There’s a tendency for fine art to forever be at loggerheads with the digital and electronic, where never the twain shall meet. However, reinforcing his predilection to blur borders, Vince has little time for such rigid and simplistic dichotomies. In fact, he has made it his mission to always look beyond the superficiality of the medium towards the inner heart and intent of any piece of art.
“I believe it’s the concept that defines the work, not the medium,” he explains. “If the concept merits photography, I use the camera, if it’s painting, I paint. The medium changes because the concept defines it. If you look closely at my work, whether it’s in painting, video, sculpture, or whatever, there is a thread that runs through all of it, which is very humanistic and looks at the human condition more than anything else.”

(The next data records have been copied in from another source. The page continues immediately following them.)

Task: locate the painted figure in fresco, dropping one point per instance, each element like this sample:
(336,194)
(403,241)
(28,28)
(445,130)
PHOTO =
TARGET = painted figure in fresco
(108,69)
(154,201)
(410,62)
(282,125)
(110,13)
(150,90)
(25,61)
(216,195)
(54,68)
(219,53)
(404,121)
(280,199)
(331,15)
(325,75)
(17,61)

This concept-driven artistic process is also something Vince is keen to instil in his students enrolled in the Digital Arts programme at the University of Malta, a department he helped set up from scratch in 2011. The versatile course bridges the gap between contemporary artistic practice and digital technology, and students have gone on to build careers as everything from leading tattoo artists and book illustrators to designers of special effects for films. Throughout their studies, Vince continues to challenge students to collaborate with other university departments, encouraging them to work alongside their peers in engineering, Artificial Intelligence, and marine research in order to create a richer research environment that champions the potential for art to interact with, seek inspiration from, and have something to say about all facets of the world we live in.
“This hazy line between art and science is being stretched today. We have a migration of scientists working with artists, and artists working with scientists. Art cannot be absorbed or created in a vacuum. There’s an experience of art, which also includes society,” he explains.
It’s a principle he firmly believes in, this necessity for art to become more profoundly embedded within society. However, he admits this ambition is entirely underpinned by a shared competency with visual literacy, a skill that is yet to be given its due importance in Malta.
“Visual literacy, like written literacy, has structures based in many different areas -composition, historical relevance, colour theory, abstraction. Once we start to understand the nuts and bolts of how we see, what we see, then we can start to understand how we can apply this in our architecture, our spatial town planning, in the way we paint our walls at home, in the ambiance we’re trying to create in a children’s ward. That’s why abroad they have artists in residence at hospitals and workplaces. An artist can engage with the community and create works with the community, not just for the community. If we all share a language of the visual arts, then we will not only be able understand but also participate.”
In between his teaching duties, Vince remains prolific in his creative output. His paintings remain a stable element in his life. Presently, there is also a video art project in collaboration with a French curator in Paris and a research project focussing on merging contemporary and traditional print making techniques.
“As you can see, three totally different directions. I like to keep myself artistically fluid,” he says with a chuckle.
So as we start to wrap up, another stab at the original question. Painter, sculptor, filmmaker, digital artist, artistic researcher, teacher. How does Vince prefer to define himself?
He gives it a long moment’s thought. “I’m a maker,” he says finally, “and my work is my vocabulary. It is the vehicle that best embodies my thoughts and connects all my creative output.”